TL;DR: Be careful with left joins because a LEFT JOIN query may or may not be executed as a LEFT JOIN. Its weird, but true.

Create sample test data: (In temporary tables)

DECLARE @Table1 TABLE (colID int, colVal varchar(5));
DECLARE @Table2 TABLE (columnID int, columnVal varchar(15));
  
INSERT @Table1 VALUES (1,'one'),(2,'two'),(3,'three'),(4,'four'),(5,'five');
INSERT @Table2 VALUES (1,'some value'),(3,'blah blah blah'),(5,'hello world'),(12,'howdy');

If we want to return all the records in Table1 regardless of whether there is an associated record in Table2 and show the data from Table2 when there is an associated record we'd write a LEFT JOIN, like so:

SELECT *
  FROM @Table1 tb1
        LEFT OUTER JOIN @Table2 tb2
          ON tb1.colID = tb2.columnID;

enter image description here

However, if we now want to add a WHERE clause to the query to only get the data from Table2 where the ID is less than 4 we might do something like this:

enter image description here

See that we only get the values where there is a matching ID in both tables. That looks like an INNER JOIN and it is actually executed as an inner join. To confirm that, see the execution plan after running the LEFT JOIN with and without the WHERE condition. (If the readers want to get into this detail, then please go to the original author's blog post)

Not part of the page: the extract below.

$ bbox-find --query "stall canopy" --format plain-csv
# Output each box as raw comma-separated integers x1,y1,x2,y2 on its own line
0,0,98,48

So how can we get around this? Well, since you're doing a LEFT JOIN to begin with you obviously need or want to return all the records from Table1 regardless of the data in Table2. And if you really don't want to return data for certain records in Table2 then you can filter those records out in your JOIN predicate (the "search criteria" in the ON portion of the JOIN). For example, the last query would be written like this instead:

SELECT *
  FROM @Table1 tb1
        LEFT OUTER JOIN @Table2 tb2
          ON tb1.colID = tb2.columnID
         AND tb2.columnID < 4;

enter image description here

See that we still get the 5 records from Table1, but not the data from Table2 which don't meet our criteria. It just returns NULLs for the data in that table which doesn't meet the criteria. We can look at the execution plan again to prove that we are actually using a LEFT JOIN. (If the readers want to get into this detail, then please go to the original author's blog post)

More notes: What about when instead of a value someone uses the IS NULL condition instead? Well, in that case you can use that in the WHERE clause.

What if we use IS NOT NULL instead? It will do an INNER JOIN just like it would with an actual value.

We can verify the above claims by looking at the execution plan as mentioned in the original author's blog post).